The company has a number of products in the early stages, including a corn variety that grows 8 or 9 feet tall, with much higher yields per acre.

"The idea is that we can bring a high-sugar crop to the Midwest and solve the food versus fuel debate by putting three to four times as many ethanol-producing crops on each acre," Todaro said.

But the ultimate goal should be to transition away from traditional agricultural lands, said Gerald Bange, chairman of the U.S. Department of Agriculture's World Agricultural Outlook Board.

"There's a lot of things one would have to consider on this, but the hope is that cellulosic ethanol will come from land not currently being used for crops," Bange told UPI.
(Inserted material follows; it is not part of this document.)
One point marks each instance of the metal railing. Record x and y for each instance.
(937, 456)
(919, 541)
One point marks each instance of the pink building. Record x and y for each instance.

Other Targeted Growth products, such as a plant called camelina, could be used for marginal lands, such as dry areas of Texas or California.

U.S. companies aren't the only ones looking at cultivating crops on non-agricultural lands. The Indian government has begun an initiative to grow jatropha, a hardy plant that has high potential as a feedstock for cellulosic ethanol, said Ashok Dhawan of CCS Haryana Agricultural University in Hisar, India.

"We have 100 million hectares (247 million acres) of wastelands in India," Dhawan said. "The mission of the government of India is to convert our wastelands into oilfields through jatropha."